The original factory specs are in a dense style but this page might serve to explain that style and some of the more obscure factory features which can confuse understanding the design. They might also inform design of other factory like facilities.

The reference to (p3,sdc) should lead here and this note on data mufflers is a recent note on the same subject of allowing but limiting data flow from a ‘confined’ world.

The section Composition of Factory is an example of a style of Keykos specification. The idea is to give names to all of the parts of some sort of object (factory here) wherein that object may differ from other objects of the same sort, or may differ from time-to-time in the same object. The only parts named here are those whose state is pertinent to understanding the relevant state of the object. It provides a principled way to speak of the logical state of an object. Often the abstract parts so named correspond to actual implementation details, but not always.

The spec refers to a “complete factory” where some later writing refers to “sealed factory”. Same thing; Sorry. A complete or sealed factory never gains holes.

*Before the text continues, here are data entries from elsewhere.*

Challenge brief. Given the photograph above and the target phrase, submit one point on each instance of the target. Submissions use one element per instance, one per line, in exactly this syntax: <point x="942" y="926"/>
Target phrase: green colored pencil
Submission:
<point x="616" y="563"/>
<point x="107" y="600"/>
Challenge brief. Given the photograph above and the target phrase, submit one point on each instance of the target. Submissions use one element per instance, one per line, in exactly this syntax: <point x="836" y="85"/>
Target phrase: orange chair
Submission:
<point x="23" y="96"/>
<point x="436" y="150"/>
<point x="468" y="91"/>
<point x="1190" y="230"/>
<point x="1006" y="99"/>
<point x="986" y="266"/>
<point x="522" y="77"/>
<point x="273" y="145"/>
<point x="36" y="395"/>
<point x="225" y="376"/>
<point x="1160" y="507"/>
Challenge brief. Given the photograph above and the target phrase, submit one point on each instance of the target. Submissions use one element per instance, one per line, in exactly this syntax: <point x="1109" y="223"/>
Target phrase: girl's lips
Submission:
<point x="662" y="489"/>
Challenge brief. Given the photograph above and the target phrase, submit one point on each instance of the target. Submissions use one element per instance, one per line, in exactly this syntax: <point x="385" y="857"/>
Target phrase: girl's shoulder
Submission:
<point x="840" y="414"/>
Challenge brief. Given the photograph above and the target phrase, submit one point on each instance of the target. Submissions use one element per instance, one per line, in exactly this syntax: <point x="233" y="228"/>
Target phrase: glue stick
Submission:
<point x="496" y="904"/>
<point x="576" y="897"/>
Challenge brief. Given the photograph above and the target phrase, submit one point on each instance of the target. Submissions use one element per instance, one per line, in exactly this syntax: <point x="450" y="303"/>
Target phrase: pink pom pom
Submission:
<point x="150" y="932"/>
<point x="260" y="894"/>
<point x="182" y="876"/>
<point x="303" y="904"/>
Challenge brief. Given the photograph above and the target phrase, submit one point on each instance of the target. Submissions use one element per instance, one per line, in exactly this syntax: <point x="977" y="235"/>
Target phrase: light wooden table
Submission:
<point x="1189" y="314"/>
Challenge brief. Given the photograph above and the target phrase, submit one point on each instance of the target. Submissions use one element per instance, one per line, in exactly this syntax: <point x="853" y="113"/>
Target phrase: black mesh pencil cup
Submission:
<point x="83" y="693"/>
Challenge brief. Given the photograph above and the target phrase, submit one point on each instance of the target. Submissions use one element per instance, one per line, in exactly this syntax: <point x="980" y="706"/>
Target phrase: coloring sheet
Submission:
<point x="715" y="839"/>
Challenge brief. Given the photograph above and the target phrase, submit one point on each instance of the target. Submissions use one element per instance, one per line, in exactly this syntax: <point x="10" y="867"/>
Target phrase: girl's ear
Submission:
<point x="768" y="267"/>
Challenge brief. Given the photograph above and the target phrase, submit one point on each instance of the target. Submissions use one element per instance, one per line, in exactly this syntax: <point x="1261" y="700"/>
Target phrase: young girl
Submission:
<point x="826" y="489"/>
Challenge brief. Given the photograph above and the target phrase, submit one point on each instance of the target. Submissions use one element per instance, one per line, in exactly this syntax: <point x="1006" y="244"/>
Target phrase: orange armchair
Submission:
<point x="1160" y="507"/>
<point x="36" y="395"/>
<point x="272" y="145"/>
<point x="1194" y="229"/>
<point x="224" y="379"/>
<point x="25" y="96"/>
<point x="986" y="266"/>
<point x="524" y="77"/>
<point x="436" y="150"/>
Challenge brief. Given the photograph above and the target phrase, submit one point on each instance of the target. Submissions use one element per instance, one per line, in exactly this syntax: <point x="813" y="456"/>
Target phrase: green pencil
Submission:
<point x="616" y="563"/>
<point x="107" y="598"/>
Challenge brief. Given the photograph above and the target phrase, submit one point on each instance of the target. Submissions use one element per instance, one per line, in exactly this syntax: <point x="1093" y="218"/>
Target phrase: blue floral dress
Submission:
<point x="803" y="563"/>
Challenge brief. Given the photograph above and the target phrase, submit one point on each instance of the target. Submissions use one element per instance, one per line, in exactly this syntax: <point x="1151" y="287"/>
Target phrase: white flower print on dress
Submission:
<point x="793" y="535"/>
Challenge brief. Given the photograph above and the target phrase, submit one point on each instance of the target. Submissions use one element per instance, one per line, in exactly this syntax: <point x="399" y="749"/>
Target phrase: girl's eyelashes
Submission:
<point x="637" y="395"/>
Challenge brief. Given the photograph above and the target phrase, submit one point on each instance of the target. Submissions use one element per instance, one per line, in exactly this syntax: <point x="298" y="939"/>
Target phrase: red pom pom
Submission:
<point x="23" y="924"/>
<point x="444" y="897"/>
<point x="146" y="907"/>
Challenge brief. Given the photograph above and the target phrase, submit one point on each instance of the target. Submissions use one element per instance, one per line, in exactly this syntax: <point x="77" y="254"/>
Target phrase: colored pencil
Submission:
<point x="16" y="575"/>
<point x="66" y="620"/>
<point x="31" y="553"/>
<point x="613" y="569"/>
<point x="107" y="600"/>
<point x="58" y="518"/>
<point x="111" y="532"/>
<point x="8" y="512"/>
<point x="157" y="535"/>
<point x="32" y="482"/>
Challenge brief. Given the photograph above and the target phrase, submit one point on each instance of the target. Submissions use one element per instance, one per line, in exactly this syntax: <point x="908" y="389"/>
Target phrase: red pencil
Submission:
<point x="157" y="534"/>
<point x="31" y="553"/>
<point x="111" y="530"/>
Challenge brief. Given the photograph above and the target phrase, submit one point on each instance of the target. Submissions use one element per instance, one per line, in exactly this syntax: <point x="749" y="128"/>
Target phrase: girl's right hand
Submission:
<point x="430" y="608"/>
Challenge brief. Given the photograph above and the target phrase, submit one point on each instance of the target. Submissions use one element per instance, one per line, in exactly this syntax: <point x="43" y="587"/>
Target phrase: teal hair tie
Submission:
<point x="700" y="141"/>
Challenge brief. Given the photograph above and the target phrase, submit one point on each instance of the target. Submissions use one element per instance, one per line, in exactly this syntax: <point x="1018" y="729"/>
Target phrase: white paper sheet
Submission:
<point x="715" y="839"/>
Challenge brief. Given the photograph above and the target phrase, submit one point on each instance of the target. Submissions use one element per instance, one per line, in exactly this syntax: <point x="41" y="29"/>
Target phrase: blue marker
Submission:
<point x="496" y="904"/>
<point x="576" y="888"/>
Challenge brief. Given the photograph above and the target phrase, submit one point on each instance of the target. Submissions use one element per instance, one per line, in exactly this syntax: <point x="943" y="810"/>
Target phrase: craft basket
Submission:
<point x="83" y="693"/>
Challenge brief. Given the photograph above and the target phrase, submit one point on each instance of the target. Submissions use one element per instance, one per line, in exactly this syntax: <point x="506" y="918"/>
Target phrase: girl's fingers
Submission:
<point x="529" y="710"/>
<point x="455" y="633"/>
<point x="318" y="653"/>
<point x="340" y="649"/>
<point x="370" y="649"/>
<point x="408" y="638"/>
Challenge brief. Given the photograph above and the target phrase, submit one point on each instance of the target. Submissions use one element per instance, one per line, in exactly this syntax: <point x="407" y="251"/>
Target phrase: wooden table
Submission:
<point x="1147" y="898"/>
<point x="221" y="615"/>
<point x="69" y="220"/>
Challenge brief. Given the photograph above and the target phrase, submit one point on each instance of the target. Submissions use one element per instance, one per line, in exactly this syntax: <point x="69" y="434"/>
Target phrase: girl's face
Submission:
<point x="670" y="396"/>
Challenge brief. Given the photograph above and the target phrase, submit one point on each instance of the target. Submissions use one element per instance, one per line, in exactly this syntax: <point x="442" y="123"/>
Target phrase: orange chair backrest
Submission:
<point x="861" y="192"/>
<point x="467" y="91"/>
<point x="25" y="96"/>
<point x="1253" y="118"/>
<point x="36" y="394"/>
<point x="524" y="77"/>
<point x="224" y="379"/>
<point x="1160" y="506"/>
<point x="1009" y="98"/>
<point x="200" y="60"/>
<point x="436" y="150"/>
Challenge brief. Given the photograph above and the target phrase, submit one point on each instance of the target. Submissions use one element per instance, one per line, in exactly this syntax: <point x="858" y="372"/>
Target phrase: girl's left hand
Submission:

Three of the factory components involve special purpose factory logic. Their purpose emerges in details of factory orders. The broken reference to “getseg” described a feature of the binder which would include instructions in its sensory yield. The newly created domain would obey these instructions to create the complex memory trees that the binder could describe. These instructions were in a special language and were interpreted by factory code which the newly created domain would obey. This meant that neither the interpreter nor the interpreted code needed to be trusted for confinement, as it ran already confined.

Keys to Factories

One might think from this description of four kinds of factory keys that all four were created at some point for each factory. Our style of speaking, however, is like the following: “There is an IEEE floating point number that represents 13275849388.” We can safely say this even though it is possible that no one has ever computed this number. A floating point number is the state of a floating point register at a point in time. A key is the state of a slot at a point in time. Saying where such keys come from is a mere convenience. I have a hard time finding out where various Java objects arise from the documentation.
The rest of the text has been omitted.